By Randell Tiongson on February 10th, 2010

Appeared at the Business Mirror, 02.08.2010

You often hear the word “diversification” when investments are discussed. Diversification is important; in fact, it is considered one of the most effective risk-management tools, minimizing investment losses.

What does Investopedia (a favorite online site for investment stuff) say about diversification?

“A risk-management technique that mixes a wide variety of investments within a portfolio. The rationale behind this technique contends that a portfolio of different kinds of investments will, on average, yield higher returns and pose a lower risk than any individual investment found within the portfolio.

“Diversification strives to smooth out unsystematic risk events in a portfolio so that the positive performance of some investments will neutralize the negative performance of others. Therefore, the benefits of diversification will hold only if the securities in the portfolio are not perfectly correlated.”

Diversification is often misunderstood and its execution has always been a mystery to many. To many of us, diversification is just putting your money in different banks or buying different pieces of property in different areas. However, diversification is much more than that and here are some ways to diversify:

1)                  By asset class—Cash or near cash (savings or checking accounts, time deposits, treasury bills or money market accounts); fixed income (government securities, corporate bonds); equities (stocks); real estate; collectibles (paintings, jewelry, etc.); enterprise (business)

2)                  By time frame—short term (about a year); medium term (up to about five to seven years); long term (over seven years)

3)                  By risk—conservative, moderate, high or speculative

4)                  By liquidity—highly liquid vs. nonliquid

Above are just a few ways to consider classifying your assets/investments regarding diversification. Here are some diversification tips: vary your asset classes; combine short-, medium- and long-term investments; combine highly liquid and nonliquid assets.
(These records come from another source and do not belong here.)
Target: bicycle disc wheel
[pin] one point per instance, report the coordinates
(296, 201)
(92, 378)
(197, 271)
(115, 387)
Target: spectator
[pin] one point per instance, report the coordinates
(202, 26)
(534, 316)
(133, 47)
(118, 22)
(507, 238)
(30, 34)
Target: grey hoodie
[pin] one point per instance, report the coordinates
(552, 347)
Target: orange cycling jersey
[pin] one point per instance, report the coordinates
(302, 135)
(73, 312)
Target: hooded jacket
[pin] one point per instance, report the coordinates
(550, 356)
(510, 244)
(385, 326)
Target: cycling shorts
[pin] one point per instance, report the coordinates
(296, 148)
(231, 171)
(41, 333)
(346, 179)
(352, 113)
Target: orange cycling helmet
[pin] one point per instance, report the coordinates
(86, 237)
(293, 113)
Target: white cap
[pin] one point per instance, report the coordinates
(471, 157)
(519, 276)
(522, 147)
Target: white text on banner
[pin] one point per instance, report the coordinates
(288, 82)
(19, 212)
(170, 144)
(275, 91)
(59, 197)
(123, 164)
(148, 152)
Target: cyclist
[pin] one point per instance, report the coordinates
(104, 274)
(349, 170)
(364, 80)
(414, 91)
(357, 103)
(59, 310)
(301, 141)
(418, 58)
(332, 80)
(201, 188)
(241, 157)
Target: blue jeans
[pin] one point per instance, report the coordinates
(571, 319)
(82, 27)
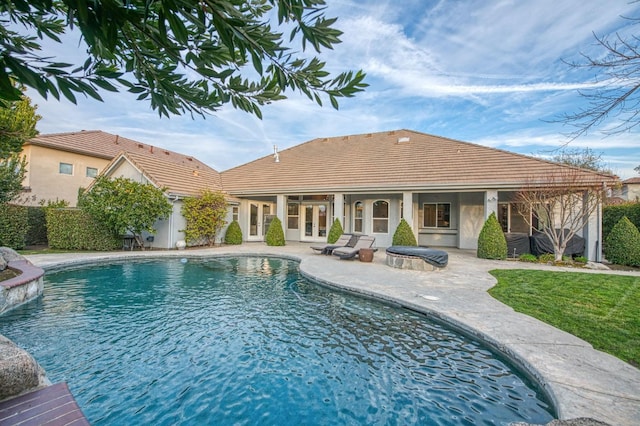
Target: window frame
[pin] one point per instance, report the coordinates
(60, 168)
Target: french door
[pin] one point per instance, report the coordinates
(259, 220)
(314, 218)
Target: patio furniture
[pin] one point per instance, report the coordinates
(364, 241)
(345, 240)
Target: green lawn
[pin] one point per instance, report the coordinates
(601, 309)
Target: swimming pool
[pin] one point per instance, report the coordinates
(249, 341)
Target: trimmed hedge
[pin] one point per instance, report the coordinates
(404, 235)
(37, 232)
(613, 214)
(335, 231)
(623, 244)
(74, 229)
(275, 233)
(233, 234)
(14, 223)
(492, 243)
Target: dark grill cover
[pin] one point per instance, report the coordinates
(438, 258)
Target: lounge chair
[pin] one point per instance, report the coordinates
(345, 240)
(364, 241)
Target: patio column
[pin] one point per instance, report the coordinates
(281, 209)
(407, 207)
(338, 209)
(592, 231)
(490, 203)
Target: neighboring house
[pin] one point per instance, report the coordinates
(179, 176)
(444, 188)
(58, 165)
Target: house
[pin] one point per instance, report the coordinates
(58, 165)
(444, 188)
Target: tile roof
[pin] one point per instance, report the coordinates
(181, 174)
(186, 178)
(399, 159)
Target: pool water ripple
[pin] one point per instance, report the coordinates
(247, 341)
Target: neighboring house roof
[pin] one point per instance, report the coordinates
(96, 143)
(400, 159)
(186, 178)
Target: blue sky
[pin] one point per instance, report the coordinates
(487, 72)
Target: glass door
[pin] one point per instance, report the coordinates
(315, 222)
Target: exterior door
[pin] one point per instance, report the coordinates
(260, 218)
(315, 222)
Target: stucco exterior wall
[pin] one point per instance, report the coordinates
(44, 180)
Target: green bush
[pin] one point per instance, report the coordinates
(335, 231)
(74, 229)
(612, 215)
(14, 223)
(275, 234)
(233, 234)
(528, 257)
(547, 258)
(404, 235)
(492, 243)
(623, 244)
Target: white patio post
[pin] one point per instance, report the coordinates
(490, 203)
(338, 209)
(281, 209)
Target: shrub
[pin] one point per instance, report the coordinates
(275, 234)
(335, 231)
(492, 243)
(623, 244)
(74, 229)
(14, 225)
(528, 257)
(547, 258)
(404, 235)
(233, 234)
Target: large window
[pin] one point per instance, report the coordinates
(437, 215)
(358, 216)
(66, 169)
(293, 215)
(381, 217)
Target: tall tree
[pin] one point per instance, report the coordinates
(181, 55)
(18, 121)
(126, 206)
(562, 202)
(616, 92)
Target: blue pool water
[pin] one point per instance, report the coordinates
(249, 341)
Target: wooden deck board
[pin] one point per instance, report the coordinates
(52, 406)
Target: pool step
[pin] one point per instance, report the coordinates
(53, 405)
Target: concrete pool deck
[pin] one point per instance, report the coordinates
(581, 381)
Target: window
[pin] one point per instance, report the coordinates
(381, 217)
(66, 169)
(293, 216)
(358, 216)
(437, 215)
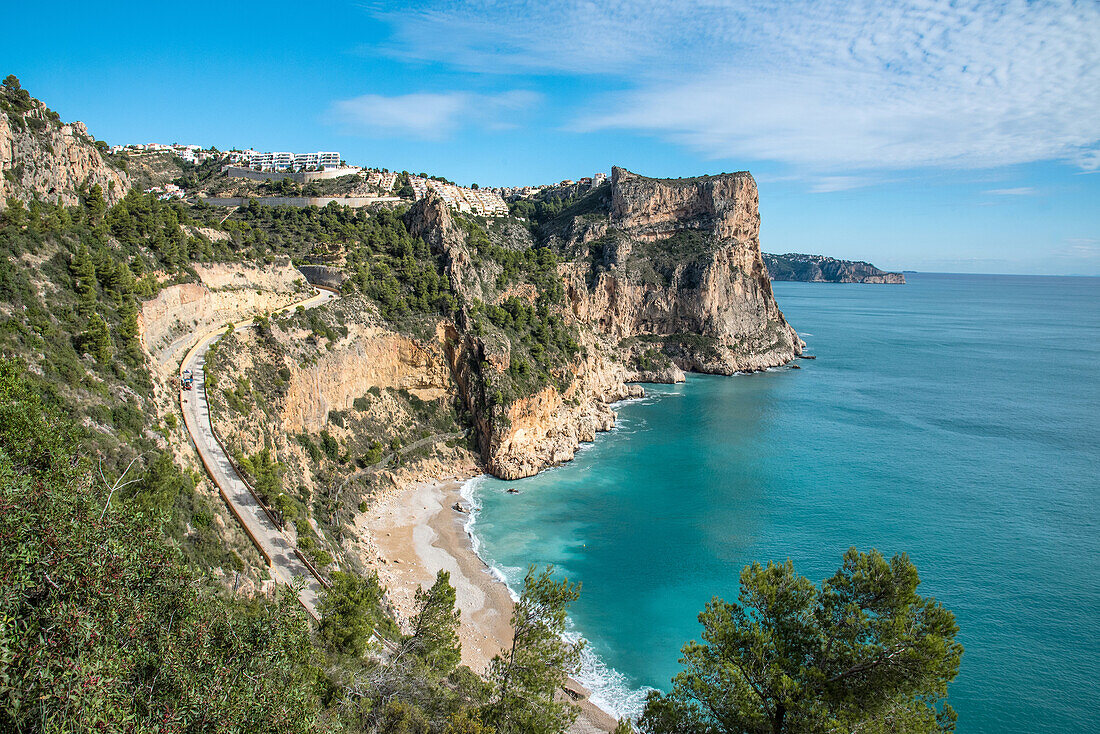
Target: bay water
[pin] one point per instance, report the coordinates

By practicing diversification, you are also practicing sound risk management. A properly constructed diversification strategy will minimize the risks of your investments and, at the same time, give you better yields as compared with taking an ultra-conservative position. With a good diversified portfolio, the risk of totally wiping out your wealth is highly unlikely, but at the same time, allow you to experience better growth which will be more than inflation.

But diversification also has its downside. Sometimes, a portfolio that is too diversified can also prevent you from earning properly, as the volatility of many of the players in your portfolio can cancel each other. However, having a very risk-averse position can be just as dangerous as taking a risky option, as inflation can erode the value of your wealth. The more prudent option then would be to learn diversification.

Do not be too afraid to try out diversification, it is not rocket science. Come up with a diversified program that is consistent with your investment objective, risk tolerance and time frame and you are on the road to achieving financial peace.

I really like the way the Bible talks about diversification. Yes, the Bible is a good source of investment wisdom and here’s proof: “But divide your investments among many places, for you do not know what risks might lie ahead.”—Ecclesiastes 11:2 (New Living Translation)

Since the Bible advocates diversification, I am assured that it’s a great idea.